The exhibition explores the various positions taken by artists in the city: artistic, political and in some cases an inevitable combination of the two. Artists who wished to continue to exhibit had to join the Kultuurkamer, an institution established by the Nazis. Many joined, but many refused – especially sculptors – and some artists joined the resistance, while others simply retreated to their studios and shut themselves away from the outside world.

Everyone had to adapt to the new situation. Questions around opportunism, naivety and different moral standpoints played a role and are raised in the exhibition. What is your role as an artist? When are you free to do as you wish? How principled can you be and still earn a living?

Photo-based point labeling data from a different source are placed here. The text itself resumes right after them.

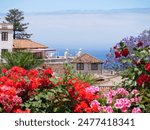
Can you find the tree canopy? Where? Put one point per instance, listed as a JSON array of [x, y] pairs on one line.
[[16, 17]]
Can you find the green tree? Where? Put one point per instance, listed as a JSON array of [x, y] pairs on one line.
[[25, 60], [16, 17]]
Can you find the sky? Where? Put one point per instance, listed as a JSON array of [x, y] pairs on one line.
[[98, 31], [55, 5]]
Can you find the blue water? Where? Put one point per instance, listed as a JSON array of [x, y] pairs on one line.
[[100, 54]]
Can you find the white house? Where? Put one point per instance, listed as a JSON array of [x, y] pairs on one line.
[[86, 63], [6, 37]]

The exhibition features works by Rotterdam-based artists such as Dick Elffers, Kees Timmer, Herman Bieling, Henk Chabot and Wally Elenbaas, who were faced with these questions.

The exhibition and accompanying Boijmans Study coincides with the completion of the museum’s investigation as part of the nationwide research project Museum Acquisitions from 1933. The aim was establish whether the collection contained artworks with a problematic provenance. The investigation focused on works acquired after 1933 or which changed hands in the period 1933-45. When the Nazis came to power in Germany in 1933, they persecuted the Jews and confiscated their property or forced them to sell it for extremely low sums. This large-scale art theft occurred in Austria following the annexation in 1938 and in occupied France and the Netherlands. In this period, Dutch museums unknowingly acquired some stolen artworks via art dealers, auction houses or private collectors. In later years also, museums acquired works not knowing that they were stolen, confiscated or forcibly sold during the Second World War.

The investigation into the collection of Museum Boijmans Van Beuningen has resulted in the restitution of seven artworks. Several of these case studies are dealt with in a separate section in the exhibition. In consultation with the heirs, the restituted works are being exhibited together with visualisations of the stories of the families involved, the works’ provenance and the restitution process.